ENCODING Subcommand (SAVE TRANSLATE command)
The ENCODING subcommand specifies the character encoding for SAS, Stata, tab-delimited text, and CSV data files.
- The ENCODING subcommand is only valid with TYPE=SAS, TYPE=STATA, TYPE=TAB, and TYPE=CSV.
- The subcommand name is preceded by a slash and followed by an optional equals sign and a quoted value.
- For SAS and Stata files, the quoted value can be LOCALE or SYSTEM or one of the values in the Encodings column in Character Encoding table. For SAS 9 files, the value can also be UTF8.
- For tab-delimited text files and CSV files, the quoted value can be LOCALE, UTF8, UTF16, UTF16BE, UTF16LE, a numeric Windows code page value (for example, '1252'), or an IANA code page value (for example, 'iso8859-1' or cp1252)
- For SAS 9, tab-delimited text, and CSV files, the default is UTF8 in Unicode mode and LOCALE in code page mode. For Stata and earlier releases of SAS, the default is always LOCALE.

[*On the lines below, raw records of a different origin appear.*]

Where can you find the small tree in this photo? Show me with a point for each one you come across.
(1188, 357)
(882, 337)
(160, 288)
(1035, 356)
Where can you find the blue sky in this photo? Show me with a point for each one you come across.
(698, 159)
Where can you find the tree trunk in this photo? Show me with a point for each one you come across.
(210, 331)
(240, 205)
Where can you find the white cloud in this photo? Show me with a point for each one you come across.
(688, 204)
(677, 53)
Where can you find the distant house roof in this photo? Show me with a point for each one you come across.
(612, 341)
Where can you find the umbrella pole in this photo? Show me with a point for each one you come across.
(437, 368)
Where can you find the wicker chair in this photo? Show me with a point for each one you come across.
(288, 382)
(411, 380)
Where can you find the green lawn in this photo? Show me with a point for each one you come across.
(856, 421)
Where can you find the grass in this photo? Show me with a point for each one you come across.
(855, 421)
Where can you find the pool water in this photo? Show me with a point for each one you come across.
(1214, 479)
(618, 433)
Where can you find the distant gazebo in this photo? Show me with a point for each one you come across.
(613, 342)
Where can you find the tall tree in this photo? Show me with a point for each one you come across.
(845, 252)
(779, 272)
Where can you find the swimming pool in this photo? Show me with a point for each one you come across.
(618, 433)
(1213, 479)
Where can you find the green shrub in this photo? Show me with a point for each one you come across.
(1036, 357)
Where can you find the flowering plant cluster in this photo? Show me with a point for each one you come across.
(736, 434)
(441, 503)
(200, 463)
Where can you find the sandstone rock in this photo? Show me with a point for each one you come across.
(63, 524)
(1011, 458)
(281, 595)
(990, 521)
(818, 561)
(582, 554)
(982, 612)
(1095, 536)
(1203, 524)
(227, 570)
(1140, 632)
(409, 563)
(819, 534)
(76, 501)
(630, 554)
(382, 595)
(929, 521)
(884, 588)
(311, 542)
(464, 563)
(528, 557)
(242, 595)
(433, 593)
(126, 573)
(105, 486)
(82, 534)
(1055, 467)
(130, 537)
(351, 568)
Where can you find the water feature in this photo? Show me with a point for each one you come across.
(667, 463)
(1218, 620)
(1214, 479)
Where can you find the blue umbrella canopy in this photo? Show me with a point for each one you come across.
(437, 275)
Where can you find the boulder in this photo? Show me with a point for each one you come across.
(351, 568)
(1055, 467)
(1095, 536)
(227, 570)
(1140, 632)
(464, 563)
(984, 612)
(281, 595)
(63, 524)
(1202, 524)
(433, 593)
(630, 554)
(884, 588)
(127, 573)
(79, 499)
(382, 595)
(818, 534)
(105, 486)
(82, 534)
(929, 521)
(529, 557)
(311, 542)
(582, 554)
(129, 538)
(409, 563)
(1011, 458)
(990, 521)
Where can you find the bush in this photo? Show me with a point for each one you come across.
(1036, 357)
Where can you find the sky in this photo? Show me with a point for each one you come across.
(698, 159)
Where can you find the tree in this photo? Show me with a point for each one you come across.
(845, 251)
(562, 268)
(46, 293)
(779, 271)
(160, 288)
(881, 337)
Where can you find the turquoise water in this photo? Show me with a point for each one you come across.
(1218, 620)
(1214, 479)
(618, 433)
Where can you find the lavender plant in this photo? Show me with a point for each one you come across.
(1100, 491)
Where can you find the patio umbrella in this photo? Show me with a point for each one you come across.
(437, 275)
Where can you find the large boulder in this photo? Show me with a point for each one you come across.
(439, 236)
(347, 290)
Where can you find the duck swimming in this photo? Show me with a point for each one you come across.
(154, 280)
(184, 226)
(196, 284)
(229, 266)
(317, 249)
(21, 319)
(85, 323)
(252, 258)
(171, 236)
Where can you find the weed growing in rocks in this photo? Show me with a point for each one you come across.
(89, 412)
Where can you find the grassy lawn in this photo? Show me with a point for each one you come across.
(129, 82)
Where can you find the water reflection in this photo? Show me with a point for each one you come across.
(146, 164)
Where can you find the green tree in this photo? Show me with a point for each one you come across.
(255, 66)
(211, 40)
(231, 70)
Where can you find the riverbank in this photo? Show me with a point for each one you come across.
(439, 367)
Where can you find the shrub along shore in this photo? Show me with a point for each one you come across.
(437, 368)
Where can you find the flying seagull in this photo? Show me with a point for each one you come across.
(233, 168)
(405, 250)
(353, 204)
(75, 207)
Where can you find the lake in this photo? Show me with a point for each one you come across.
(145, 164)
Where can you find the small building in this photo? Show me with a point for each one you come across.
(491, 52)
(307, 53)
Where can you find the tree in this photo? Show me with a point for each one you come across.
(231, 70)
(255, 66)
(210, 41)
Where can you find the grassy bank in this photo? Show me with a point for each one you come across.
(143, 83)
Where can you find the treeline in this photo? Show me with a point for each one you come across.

- The ENCODING setting also applies to the value labels file specified on the optional VALFILE subcommand for TYPE=SAS.
Example
SAVE TRANSLATE
/OUTFILE='/data/sasdata.sas7bdat'
/VALFILE='/data/saslabels.sas'
/TYPE=SAS /VERSION=7 /PLATFORM=WINDOWS
/ENCODING='Windows-1252'.
BOM Keyword
By default, files encoded in any of the UTF formats include a byte order mark (BOM). Some applications cannot interpret the byte order mark. You can use the BOM keyword to suppress the byte order mark.
- BOM=YES
- Include the byte order mark in UTF files. This option is the default.
- BOM=NO
- No not include the byte order mark in UTF files.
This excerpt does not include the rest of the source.